Bir ve bütün olmalıyız
Türk-İş Sakarya İl Temsilcisi Cemal Yaman, “15 Temmuz’da bu meydanda yine sizlerle beraber Türkiye’ye yapılmak istenen bir kalkışmaya karşı dimdik mücadele ettik. 12 ay sonra maalesef hala kalıntıları temizlenemeyen bir proje ve darbe girişimi ile karşı karşıya olduğumuzu anladık. FETÖ’nün kökleri emperyalist güçlerin elinde. İslamiyet’i ön plana koymak suretiyle tüm halkımızı kandırmışlardır.

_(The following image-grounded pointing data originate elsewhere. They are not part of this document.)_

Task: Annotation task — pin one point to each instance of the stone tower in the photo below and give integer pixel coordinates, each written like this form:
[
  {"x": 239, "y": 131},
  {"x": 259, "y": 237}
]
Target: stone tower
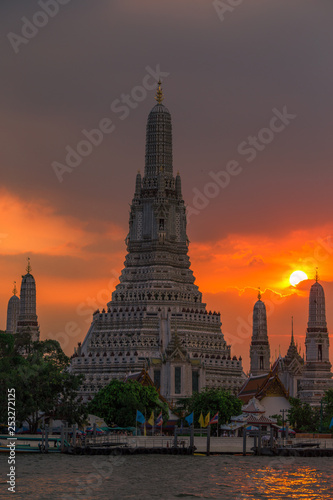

Bu meydanda geçen yıl yine konuşma imkânı bulduk. Ben konuşmamda her şerde bir hayır vardır dedim. 15 Temmuz’da bence Türkiye’nin kurtuluşu için bir hayır olmuştur. 249 şehit binlerce gazi verdik. Onların ahretteki yeri bellidir. Onlara bu ülke ne kadar gıpta etse azdır. Cennet bir ülkede yaşıyoruz. Türkiye’yi içeriden yıkamayacağını düşünenler dışarıdan planlar yaprak içeridekileri kullandılar. 15 Temmuz sonrası buradan kaçan hainler Yunanistan’a, Almanya’ya, Belçika’ya, Amerika’ya sığındılar. Bunlar ısrarlara rağmen iade edilmediler. Avrupa’dan Amerika’dan bize dost olmayacağı belli olmuştur. Milli İrade’ye sahip çıkmak suretiyle hepimiz bir ve bütün olmalıyız.”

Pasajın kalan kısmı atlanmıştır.